In the past decade, rigorously verified computing has primarily been applied to a range of ordinary differential equations. We are witnessing the emergence of the field of computational proofs for infinite dimensional nonlinear dynamics generated by partial differential equations, integral equations, delay equations, and infinite dimensional maps.

Some early successful applications of these methods for infinite dimensional problems have been: partially resolving a long-standing conjecture for Wright's delay equation; proving spatio-temporal behaviour in the Kuramoto-Sivashinsky PDE; finding 2D and 3D steady states in the Ohta-Kawasaki model for di-block co-polymers; and proving spontaneous periodic orbits in the Navier-Stokes flow. But this is just a beginning. To set the scene for the future, two open problems on the horizon are:

1. Connecting orbits in the Navier-Stokes equation for fluids. Recently, numerical evidence has been found for trajectories in the Navier-Stokes equations (with suitably chosen boundary conditions) that are homoclinic to periodic orbits. If we can rigorously validate the existence of such orbits, this would imply, through forcing results, the first mathematically rigorous proof of chaotic flow in fluids (as described by the Navier-Stokes equations in 3D).
2. Connecting orbits in ill-posed PDEs. Ill-posed PDEs (with no suitable initial value problem) that come with a variational structure allow for the construction of a Floer homology. Connecting orbits are essential ingredients of this construction. If we can rigorously compute such connecting orbits, they yield specific “local” information, which when combined with generic global analytic arguments, will lead to powerful forcing results. Early steps towards this long-term goal are starting to appear.

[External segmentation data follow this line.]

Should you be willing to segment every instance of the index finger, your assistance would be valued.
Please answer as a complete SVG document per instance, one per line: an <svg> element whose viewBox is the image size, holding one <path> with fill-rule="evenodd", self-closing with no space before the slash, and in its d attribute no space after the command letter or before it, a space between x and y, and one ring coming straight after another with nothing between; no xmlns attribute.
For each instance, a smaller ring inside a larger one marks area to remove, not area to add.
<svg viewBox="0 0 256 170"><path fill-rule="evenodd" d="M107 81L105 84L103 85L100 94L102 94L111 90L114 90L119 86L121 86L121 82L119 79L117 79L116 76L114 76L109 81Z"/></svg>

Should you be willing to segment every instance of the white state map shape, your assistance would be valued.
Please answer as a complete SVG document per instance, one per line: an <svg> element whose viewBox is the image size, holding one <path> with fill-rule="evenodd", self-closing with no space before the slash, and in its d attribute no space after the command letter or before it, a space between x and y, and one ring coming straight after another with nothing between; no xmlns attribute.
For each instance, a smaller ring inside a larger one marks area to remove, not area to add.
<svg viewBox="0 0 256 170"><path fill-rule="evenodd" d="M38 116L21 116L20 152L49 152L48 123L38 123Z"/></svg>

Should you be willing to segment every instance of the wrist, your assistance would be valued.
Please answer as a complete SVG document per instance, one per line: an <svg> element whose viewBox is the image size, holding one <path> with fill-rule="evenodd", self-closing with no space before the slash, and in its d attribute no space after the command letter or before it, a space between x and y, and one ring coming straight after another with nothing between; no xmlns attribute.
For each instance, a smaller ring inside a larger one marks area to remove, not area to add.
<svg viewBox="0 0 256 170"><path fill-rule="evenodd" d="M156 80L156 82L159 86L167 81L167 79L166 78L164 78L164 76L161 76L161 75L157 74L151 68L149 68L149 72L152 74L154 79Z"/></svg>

Both of these problems highlight that the interplay, through forcing theorems, of global analysis and local rigorous computations, can lead to very powerful results in infinite dimensional dynamical systems. Moreover, since the dynamics are highly nonlinear, a computer-assisted approach seems the only way forward in these types of problems.

The aim of the workshop is to foster collaboration in order to develop a flexible analytic strategy tied with corresponding fast and robust algorithms. The combination of qualitative global analysis with quantitative information from rigorously verified computations will provide novel insights in the dynamics of the infinite dimensional systems that model pattern formation, biological networks, fluid flows, etc.